Mid-Campaign Assessment; Reagan could coast to win, but workers wonder

As the final month of the presidential election campaign nears, Ronald Reagan's workers see their candidate poised like a glider at the apex of its flight -- with the height to coast the distance to a close victory on Nov. 4.

The Republican has a 2-to-1 edge in electoral votes, according to most current soundings, with a third of the state contests in doubt. The post-Democratic convention lift for Jimmy Carter in national polls has stalled, with Mr. Reagan opening a slight lead since the Baltimore debate between him and John Anderson.

The political air appears relatively stable at the midpoint of the fall campaign, with five weeks to go.

Mr. Anderson's independent, "national unity" candidacy seems to have hit a plateau. The latest NBC-Associated Press poll has him at 13 percent, with Reagan 42 and Carter 33 -- about where the trio stood after the mid-August Democratic convention. A CBS-New York Times poll, however, indicates that Anderson had slipped to 9 percent by the time of the Sept. 21 Baltimore debate. This is about the range the Reagan and Carter camps are figuring for Anderson on Nov. 4.

There are Reagan campaign workers who openly worry that the prevailing coast-in strategy is too risky. The apparent electoral calm, they say, is deceiving.

The stand-pat stance reflected in not debating Mr. Carter, in not taking out after the incumbent boldly, gives the President too much room to maneuver, they feel.

These Reagan backers fear the Iran-Iraq war could do to their candidate what the hostage seizure did to Sen. Edward M. Kennedy's soaring hopes last November: block him off the evening news and front pages, yielding the prime news media attention to the White House and the crisis.

Mr. Reagan, they contend, could soon find hmself running against the office of the presidency, and not against the Georgia Democrat who holds it.

One Reagan worker critical of the play-it-safe strategy which the candidate has adopted remarked: "If, two weeks from now, we're even in the [projected] electoral college [vote], and if this Iran-Iraq thing goes any further, Reagan will have to debate. But will Carter then debate him?"

". . . Carter can slip or do bold things between now and the election and still recover. But if it's Oct. 15 or Oct. 22 and you're slipping, what does Reagan do?

"Two out of five voters still don't really know who Reagan is. What makes soft support move to the guy making no mistakes? Nothing."

Another Reagan supporter says, "The economy has not become the issue. We have not shown the voter yet the reason to vote for Ronald Reagan. And there are just five weeks left.

"We're convinced Carter is going to do something in a couple of weeks, or some event will save him from having to do something: an oil cutoff, hostages return, a peacemaker roll in the Middle East.

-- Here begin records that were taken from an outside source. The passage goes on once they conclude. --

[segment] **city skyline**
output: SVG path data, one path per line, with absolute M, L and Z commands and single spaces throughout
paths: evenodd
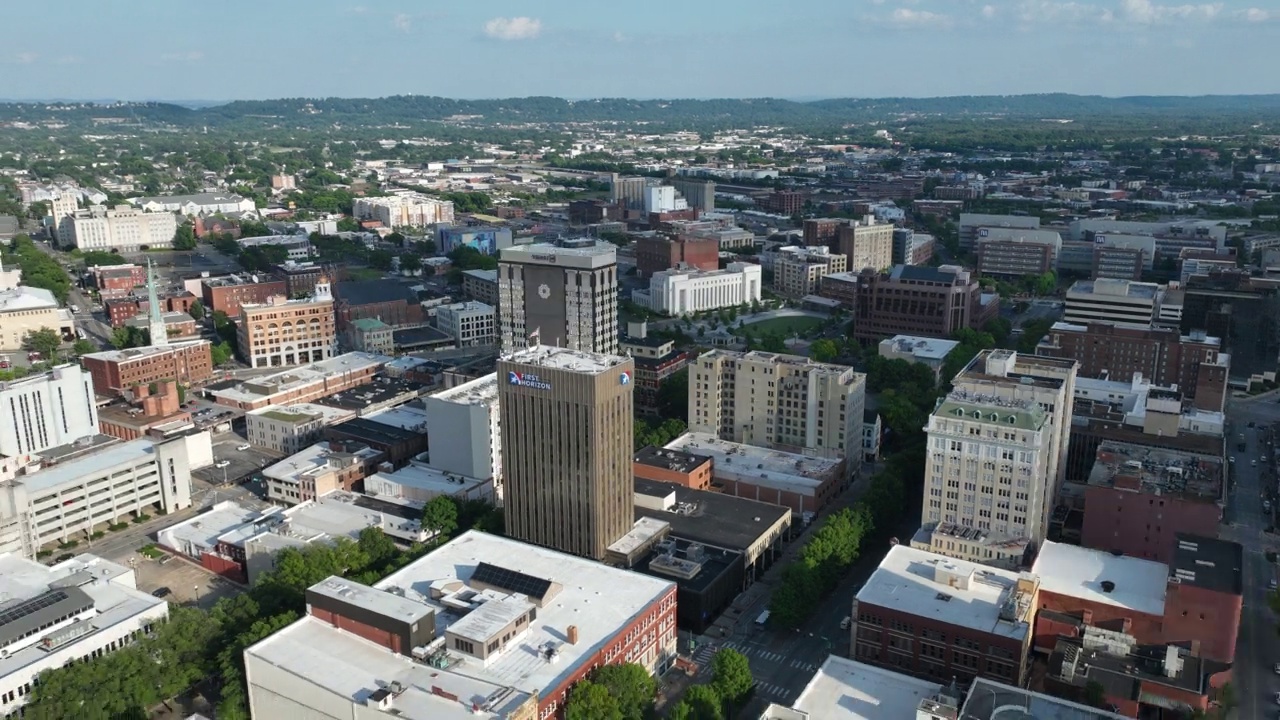
M 58 43 L 28 34 L 0 51 L 7 99 L 1280 91 L 1273 76 L 1239 71 L 1265 66 L 1280 24 L 1280 4 L 1262 0 L 713 0 L 666 11 L 583 0 L 229 0 L 110 13 L 69 0 L 65 9 Z M 47 21 L 34 5 L 9 16 L 15 27 Z M 155 40 L 119 42 L 140 34 Z

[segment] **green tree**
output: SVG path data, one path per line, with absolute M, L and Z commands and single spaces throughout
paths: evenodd
M 204 303 L 199 300 L 192 300 L 191 305 L 187 308 L 187 314 L 195 319 L 196 322 L 200 322 L 204 319 Z
M 369 253 L 369 267 L 377 268 L 378 270 L 390 270 L 391 257 L 391 253 L 386 250 L 373 250 Z
M 196 249 L 196 232 L 195 229 L 191 227 L 191 223 L 183 223 L 178 226 L 178 231 L 173 234 L 173 249 Z
M 1084 704 L 1096 708 L 1107 706 L 1107 689 L 1097 680 L 1090 680 L 1084 686 Z
M 27 349 L 40 353 L 42 357 L 56 360 L 58 348 L 62 347 L 62 336 L 52 328 L 40 328 L 27 333 L 22 342 Z
M 437 495 L 422 507 L 422 526 L 436 534 L 441 543 L 458 529 L 458 503 L 448 495 Z
M 689 369 L 673 373 L 661 385 L 657 394 L 658 414 L 664 418 L 688 422 L 689 420 Z
M 209 360 L 213 362 L 214 367 L 226 365 L 231 361 L 231 356 L 235 353 L 231 350 L 231 345 L 226 340 L 209 346 Z
M 338 232 L 360 232 L 360 221 L 353 217 L 344 217 L 338 221 Z
M 602 665 L 591 673 L 591 682 L 605 688 L 617 701 L 624 720 L 644 720 L 653 709 L 657 683 L 640 665 Z
M 71 345 L 71 354 L 76 357 L 80 357 L 81 355 L 88 355 L 89 353 L 97 352 L 97 351 L 98 351 L 98 348 L 94 347 L 93 343 L 83 338 L 76 340 L 75 343 Z
M 422 258 L 415 253 L 405 253 L 400 256 L 400 269 L 410 274 L 416 274 L 422 269 Z
M 829 340 L 826 338 L 814 340 L 813 344 L 809 346 L 809 357 L 813 358 L 817 362 L 835 362 L 835 359 L 839 356 L 840 346 L 836 344 L 835 340 Z
M 733 648 L 722 648 L 711 658 L 711 686 L 725 700 L 736 703 L 754 683 L 746 655 Z
M 689 705 L 688 717 L 694 720 L 724 720 L 724 703 L 715 688 L 710 685 L 693 685 L 684 693 Z
M 383 238 L 383 240 L 386 240 L 387 242 L 391 243 L 392 245 L 395 245 L 396 247 L 404 247 L 405 237 L 404 235 L 398 232 L 392 232 L 392 233 L 388 233 L 387 236 Z
M 569 691 L 564 716 L 565 720 L 623 720 L 618 699 L 590 680 L 579 680 Z

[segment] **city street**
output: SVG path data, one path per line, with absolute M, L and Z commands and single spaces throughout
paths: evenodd
M 1274 510 L 1275 481 L 1264 487 L 1263 477 L 1274 478 L 1275 472 L 1266 458 L 1267 428 L 1280 421 L 1277 395 L 1228 401 L 1227 455 L 1235 458 L 1234 483 L 1227 502 L 1226 524 L 1222 538 L 1234 540 L 1244 547 L 1244 610 L 1240 618 L 1240 635 L 1236 643 L 1234 686 L 1240 718 L 1261 718 L 1273 713 L 1275 695 L 1280 692 L 1280 676 L 1273 671 L 1280 663 L 1280 637 L 1276 634 L 1276 617 L 1267 603 L 1269 583 L 1276 579 L 1276 566 L 1268 562 L 1266 552 L 1280 548 L 1280 538 L 1266 532 L 1271 527 L 1271 512 L 1264 510 L 1264 500 Z M 1249 423 L 1255 424 L 1250 428 Z M 1246 449 L 1238 444 L 1241 435 Z M 1257 465 L 1253 461 L 1257 460 Z

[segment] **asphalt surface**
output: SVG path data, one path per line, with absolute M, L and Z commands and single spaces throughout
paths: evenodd
M 1280 635 L 1275 613 L 1267 602 L 1271 592 L 1268 584 L 1277 578 L 1277 566 L 1266 558 L 1268 550 L 1280 549 L 1280 536 L 1266 532 L 1276 510 L 1276 475 L 1266 458 L 1270 455 L 1268 427 L 1280 422 L 1278 399 L 1280 394 L 1269 393 L 1232 399 L 1227 407 L 1231 423 L 1227 454 L 1236 459 L 1235 483 L 1228 496 L 1227 523 L 1221 535 L 1244 547 L 1244 609 L 1232 682 L 1239 703 L 1235 716 L 1242 720 L 1274 716 L 1276 695 L 1280 693 L 1280 675 L 1274 671 L 1275 664 L 1280 663 Z M 1255 427 L 1248 427 L 1250 422 Z M 1244 452 L 1238 449 L 1241 434 L 1245 438 Z M 1254 460 L 1258 462 L 1256 466 Z M 1271 503 L 1269 511 L 1263 508 L 1264 499 Z

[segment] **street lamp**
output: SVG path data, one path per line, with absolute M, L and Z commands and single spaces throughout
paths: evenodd
M 198 607 L 200 605 L 200 586 L 192 586 L 192 589 L 196 591 L 196 606 Z

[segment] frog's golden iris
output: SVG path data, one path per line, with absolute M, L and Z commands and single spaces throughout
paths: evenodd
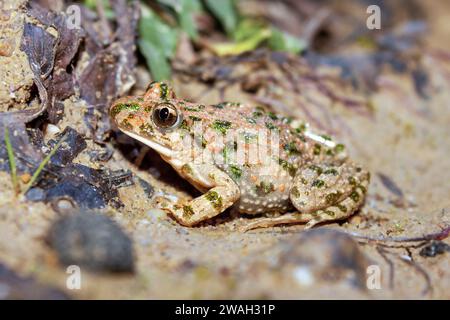
M 159 103 L 153 109 L 152 120 L 159 128 L 172 128 L 177 124 L 178 111 L 170 103 Z

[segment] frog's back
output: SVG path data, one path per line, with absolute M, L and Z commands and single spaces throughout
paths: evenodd
M 291 120 L 244 104 L 205 109 L 210 114 L 209 127 L 220 123 L 219 128 L 226 127 L 231 136 L 224 139 L 223 148 L 215 150 L 214 161 L 239 186 L 241 196 L 235 208 L 248 214 L 291 209 L 290 186 L 307 150 Z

"The election is not set now. It's going to move some way. What is going to make it move our way?"

The debate over Reagan strategy is being pressed at the top levels of his staff, with some of his long-time California aides siding with those who want a more activist effort.

Apart from this debate, however, the Reagan campaign itself has been working well. On the road, the candidate's speeches effectively touch on local issues that play well in the targeted region, and he has been getting his message across to a national audience on issues like defense. He has moderated his image.

The Republican's give-and-take with his chief opponent -- over the debates and Carter's racism and warmongering charges -- has been conducted with greater finesse, Reagan's handlers feel. For three weeks, or since his Labor Day Ku Klux Klan gaffe, the Republican has avoided glaring errors.

The apparent Reagan debate strategy is to let another weeek or two run by before deciding whether to debate Carter, abandoning the Republican candidate's commitment to either a prior Anderson-Carter-Reagan debate or a round-robin of two-man debates, both of which the President has rejected.

A consensus among Washington analysts holds that the election will be extremely close and could be decided in the final 72 hours. The candidate with the edge in the polls going into the final weekend could lose it, with a false sense of security causing a last-minute lapse in support or fear of loss generating a counter rise in support for the looming loser.

"In the last 78 or 42 hours, Anderson's support will drop, if not before that ," says a Reagan strategist. "Nine or 10 percent for Anderson may be enough to do it for Reagan. But it's risky for Reagan to wait for that. That's letting John Anderson and everyone else direct your campaign. A bold plan is needed, including a debate scenario, an aggressive combination of ads, a new vision of where the campaign's heading."

In the Anderson camp there is disappointment the Baltimore debate did not provide the kind of lift hoped for by his supporters.